Starved L1 worms release numerous metabolites, including several ascarosides, and we anticipated that they might promote dauer formation. Indeed, when S-complete was substituted with conditioned medium from high-density L1 larvae starved for 24 h, more worms became dauers (Fig. 2), consistent with the known dauer-inducing effect of crowding mediated by ascarosides (Ludewig and Schroeder, 2013). However, this result apparently contradicts the starvation effect described above. On one hand, when a worm itself experienced L1 arrest but received no signal from other worms (low density condition), it was less likely to become a dauer and preferred to try to grow to adult. On the other hand, a worm that had not experienced starvation itself but was exposed to chemical signals released by other starved L1 worms, was more likely to become a dauer. The next obvious experiment is to combine these two opposite effects and see which one is stronger. The result of this test (Fig. 2) is that the external starvation signal (mediated by L1 conditioned medium) overrides the internal one (L1 arrest). When making a decision whether to become a dauer, apparently C. elegans worms trust the communal voice more than their own.
While the dauer-inducing effect of L1-conditioned medium is intuitively easy to accept, the negative effect of L1 starvation on subsequent dauer formation is less clear.
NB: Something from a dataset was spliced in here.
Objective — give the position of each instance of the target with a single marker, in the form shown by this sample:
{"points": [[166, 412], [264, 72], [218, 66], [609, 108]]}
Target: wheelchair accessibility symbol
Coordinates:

A recently published model of contrast effects (McNamara et al., 2013) may provide a theoretical framework for understanding this phenomenon. But to keep us from being too comfortable with our simplistic views nature presented us with another puzzle: L1 arrest does not negatively affect dauer formation in C. briggsae.
References
Ludewig AH and Schroeder FC. (2013). Ascaroside signaling in C. elegans (January 18, 2013), WormBook, ed. The C. elegans Research Community.
McNamara JM, Fawcett TW, and Houston AI. (2013). An adaptive response to uncertainty generates positive and negative contrast effects. Science 340, 1084-1086.
Pungaliya C, Srinivasan J, Fox BW, Malik RU, Ludewig AH, Sternberg PW, and Schroeder FC. (2009). A shortcut to identifying small molecule signals that regulate behavior and development in Caenorhabditis elegans. Proc. Natl Acad. Sci. U. S. A. 106, 7708-7713.